A clear indication for a tendon transfer is a nonfunctioning flexor pollicis longus muscle. Compared with a tendon graft, a tendon transfer has fewer juncture sites (ie, only 1), yields a more viable tendon, requires no extra procedure for tendon graft harvest, and provides a motor in cases of direct flexor pollicis longus muscle damage or nerve injury. Possible disadvantages are proximal interphalangeal joint hyperextension and loss of flexor power in the donor finger. 
The flexor digitorum sublimis tendon of the long finger is used for a tendon transfer because it is longer than the rest of the flexor tendons and because the ring and small fingers are not impaired. The tendon is distally detached from the middle phalanx of the donor finger, passed under the median nerve, and brought through the tendon sheath and pulleys of the thumb by using a pediatric feeding tube or a tendon passer. The flexor pollicis longus stump is resected, and the underlying volar proximal surface of the distal phalanx is trimmed.
The flexor digitorum sublimis tendon is secured at the volar aspect of the distal phalanx of the thumb with a pullout suture. A bone anchor can be used instead, also placed in the volar proximal edge of the distal phalanx. A ring or small finger sublimis tendon transfer may be considered as an alternative. A flexor tendon tenosynovectomy is performed to prevent further ruptures. The wrist and thumb are immobilized in flexion for 3 weeks, after which passive and gentle active motion is allowed. If a pullout wire is used, it is removed after 6 weeks.

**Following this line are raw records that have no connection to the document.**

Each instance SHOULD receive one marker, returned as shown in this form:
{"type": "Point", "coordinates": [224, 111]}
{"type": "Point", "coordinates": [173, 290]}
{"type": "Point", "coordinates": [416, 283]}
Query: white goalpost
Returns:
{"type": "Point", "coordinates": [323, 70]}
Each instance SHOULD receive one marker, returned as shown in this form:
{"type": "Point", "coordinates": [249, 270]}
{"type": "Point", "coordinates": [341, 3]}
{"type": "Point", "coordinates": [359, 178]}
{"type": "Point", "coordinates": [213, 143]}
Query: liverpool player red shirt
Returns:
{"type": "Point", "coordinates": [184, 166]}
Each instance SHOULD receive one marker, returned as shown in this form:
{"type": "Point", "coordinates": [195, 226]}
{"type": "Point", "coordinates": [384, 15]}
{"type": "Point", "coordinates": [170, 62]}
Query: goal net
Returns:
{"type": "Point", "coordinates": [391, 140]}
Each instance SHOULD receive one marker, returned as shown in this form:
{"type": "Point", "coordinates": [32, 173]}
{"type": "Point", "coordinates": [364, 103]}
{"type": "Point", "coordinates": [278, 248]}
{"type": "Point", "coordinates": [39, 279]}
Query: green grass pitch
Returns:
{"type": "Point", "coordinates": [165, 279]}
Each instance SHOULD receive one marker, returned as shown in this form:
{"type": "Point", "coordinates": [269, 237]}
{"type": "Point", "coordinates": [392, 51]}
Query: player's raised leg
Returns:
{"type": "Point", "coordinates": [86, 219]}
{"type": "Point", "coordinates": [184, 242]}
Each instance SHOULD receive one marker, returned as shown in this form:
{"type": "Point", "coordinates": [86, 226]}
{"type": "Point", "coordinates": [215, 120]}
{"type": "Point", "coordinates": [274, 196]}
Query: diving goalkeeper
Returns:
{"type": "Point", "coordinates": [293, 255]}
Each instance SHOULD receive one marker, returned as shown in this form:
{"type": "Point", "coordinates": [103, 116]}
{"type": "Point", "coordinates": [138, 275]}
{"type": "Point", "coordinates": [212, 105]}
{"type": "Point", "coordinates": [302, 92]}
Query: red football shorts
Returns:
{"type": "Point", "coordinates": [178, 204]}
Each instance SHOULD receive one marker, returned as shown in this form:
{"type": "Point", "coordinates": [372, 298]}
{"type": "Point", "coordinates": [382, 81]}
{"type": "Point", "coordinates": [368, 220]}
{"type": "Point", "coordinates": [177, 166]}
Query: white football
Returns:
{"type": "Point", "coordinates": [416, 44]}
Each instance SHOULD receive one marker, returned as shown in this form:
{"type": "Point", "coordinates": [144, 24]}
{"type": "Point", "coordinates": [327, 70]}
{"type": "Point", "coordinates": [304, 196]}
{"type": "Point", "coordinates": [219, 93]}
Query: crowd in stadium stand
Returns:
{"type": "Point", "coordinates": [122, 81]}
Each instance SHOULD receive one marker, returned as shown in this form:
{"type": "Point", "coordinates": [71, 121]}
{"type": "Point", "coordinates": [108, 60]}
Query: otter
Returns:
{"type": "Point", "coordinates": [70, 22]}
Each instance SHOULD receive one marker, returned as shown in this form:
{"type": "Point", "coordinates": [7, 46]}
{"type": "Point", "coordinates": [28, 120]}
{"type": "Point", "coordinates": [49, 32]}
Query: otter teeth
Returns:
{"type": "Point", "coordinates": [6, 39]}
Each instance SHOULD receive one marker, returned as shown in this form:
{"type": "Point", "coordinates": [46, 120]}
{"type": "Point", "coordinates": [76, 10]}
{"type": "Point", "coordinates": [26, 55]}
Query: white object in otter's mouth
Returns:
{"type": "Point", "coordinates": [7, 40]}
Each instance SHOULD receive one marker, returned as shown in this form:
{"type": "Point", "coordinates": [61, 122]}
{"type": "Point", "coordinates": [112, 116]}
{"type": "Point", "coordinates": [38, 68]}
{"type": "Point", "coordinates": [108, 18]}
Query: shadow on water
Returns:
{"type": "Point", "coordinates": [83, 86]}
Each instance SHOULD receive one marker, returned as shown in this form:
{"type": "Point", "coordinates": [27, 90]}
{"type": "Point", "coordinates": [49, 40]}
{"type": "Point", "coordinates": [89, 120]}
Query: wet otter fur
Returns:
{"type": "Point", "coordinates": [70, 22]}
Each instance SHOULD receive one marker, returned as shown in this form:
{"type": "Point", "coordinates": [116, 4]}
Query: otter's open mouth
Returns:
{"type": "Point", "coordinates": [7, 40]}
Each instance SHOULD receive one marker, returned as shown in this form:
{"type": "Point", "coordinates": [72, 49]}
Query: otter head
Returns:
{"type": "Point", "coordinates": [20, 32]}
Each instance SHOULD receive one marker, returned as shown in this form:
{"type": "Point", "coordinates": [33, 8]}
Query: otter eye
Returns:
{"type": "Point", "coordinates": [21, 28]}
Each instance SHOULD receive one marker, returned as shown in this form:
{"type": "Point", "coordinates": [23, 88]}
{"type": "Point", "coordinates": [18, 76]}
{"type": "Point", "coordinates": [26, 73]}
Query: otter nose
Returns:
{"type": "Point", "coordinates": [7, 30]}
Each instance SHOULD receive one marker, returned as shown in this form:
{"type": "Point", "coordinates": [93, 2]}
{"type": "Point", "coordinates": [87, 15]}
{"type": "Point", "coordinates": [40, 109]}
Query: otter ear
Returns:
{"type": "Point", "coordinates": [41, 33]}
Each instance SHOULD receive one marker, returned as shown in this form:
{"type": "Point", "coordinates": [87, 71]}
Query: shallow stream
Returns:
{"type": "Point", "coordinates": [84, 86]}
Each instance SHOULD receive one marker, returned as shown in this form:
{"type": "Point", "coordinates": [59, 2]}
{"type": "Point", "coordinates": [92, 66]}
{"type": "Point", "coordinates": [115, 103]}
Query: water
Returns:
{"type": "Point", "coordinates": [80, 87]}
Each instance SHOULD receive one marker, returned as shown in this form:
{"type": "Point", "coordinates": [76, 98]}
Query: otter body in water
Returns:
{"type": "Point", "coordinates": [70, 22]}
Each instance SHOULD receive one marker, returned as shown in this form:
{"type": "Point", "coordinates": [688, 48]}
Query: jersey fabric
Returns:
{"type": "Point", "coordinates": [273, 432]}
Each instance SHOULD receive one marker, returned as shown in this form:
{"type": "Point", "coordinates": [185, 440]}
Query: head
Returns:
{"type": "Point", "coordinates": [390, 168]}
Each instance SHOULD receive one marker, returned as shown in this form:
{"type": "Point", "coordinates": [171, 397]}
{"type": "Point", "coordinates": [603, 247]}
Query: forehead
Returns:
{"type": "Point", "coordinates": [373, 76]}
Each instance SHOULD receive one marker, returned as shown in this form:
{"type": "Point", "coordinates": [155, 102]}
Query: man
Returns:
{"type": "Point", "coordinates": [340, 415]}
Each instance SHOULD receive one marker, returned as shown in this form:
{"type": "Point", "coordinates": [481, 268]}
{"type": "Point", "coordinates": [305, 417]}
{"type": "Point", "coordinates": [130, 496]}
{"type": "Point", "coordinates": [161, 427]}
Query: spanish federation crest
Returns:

As noted, if the interphalangeal joint of the thumb is arthritic or unstable, fusion may be a better procedure for a functional thumb. Arthrodesis of the interphalangeal joint of the thumb can provide a strong pinch and improve function. Some authors recommend fusion at 0-5° flexion, whereas others prefer 15-20° flexion. Many fusion techniques with high success rates have been described.
Schneider and Wiltshire treated 14 patients who underwent ring-finger flexor digitorum sublimis transfer for the treatment of irreparable lesions of the flexor pollicis longus. Results, as measured by return of interphalangeal joint motion, were good in 12 patients and fair in 1 patient; failure occurred in 1 patient. 
Complications are minimal, though rupture of the tendon reconstruction or nonunion of an interphalangeal fusion can occur. Tenolysis may also be required.